Escuché el crujir de sus huesos. El llanto de sus carnes. 58 años fueron carne de mis pasos balbucientes, de mi crecimiento incierto. Y de mi gallarda cabalgata adolescente.

Y ahí quedaron, mutilados en carnes, huesos y sangre, de mi legendaria izquierda. Esa única, comparable con la de un tal Maradona.

Con su pequeña katana desamparó a mi izquierda, a mi familia de cinco bastardos, que patearon miles de pelotas y corrían libres por las arenas de mi niñez.

Mi otra familia les rezó en silencio desde la orilla extrema. Silencio de diestros. De los cinco zurdos que sembraron de caminos y veredas, ya nada más me quedan dos. Mancos de tristezas. Tullido de vidas.

Mis angustiados dedos amputados y emputados, mancharon la arena con su agónica despedida a sus siniestros hermanos. Y sin dar vuelta al ruedo y sin toque de arrastre lento, en una larga y negra procesión. Fiesta de amarga sangre y anestesia, de bodas de sangre y lúgubre sonar de campanas,  sucumbieron con honor. Ni un grito uñeril.
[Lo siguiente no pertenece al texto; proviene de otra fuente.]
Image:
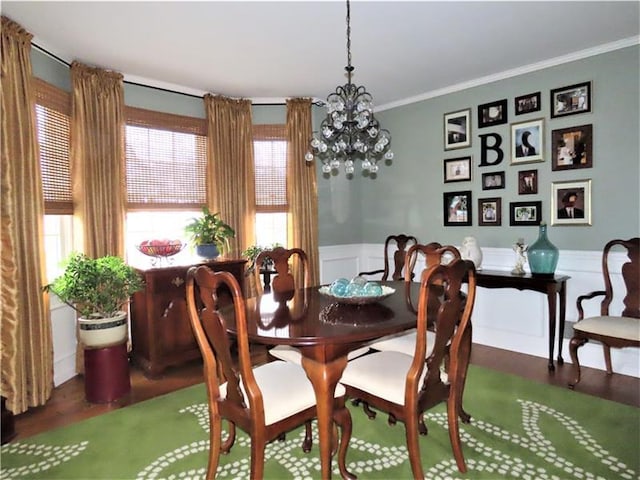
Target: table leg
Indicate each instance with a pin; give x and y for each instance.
(551, 299)
(563, 304)
(324, 377)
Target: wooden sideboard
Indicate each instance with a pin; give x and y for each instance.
(160, 329)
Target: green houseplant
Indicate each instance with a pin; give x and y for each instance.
(209, 234)
(97, 289)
Ni una petición de clemencias. Ni indulto ni perdón. Ni iglesia ni sacerdotes. 

Eran cinco muchachos que alegres cada mañana, manchaban de pasos los caminos. Cinco desde infancia en el vientre. Quedaron sepultos en el olvido de un féretro amarillo, cuyo epitafio decía: material biológico contaminado. Exactamente contaminado como su otrora orgulloso dueño. Conminado de desesperanza y hastío.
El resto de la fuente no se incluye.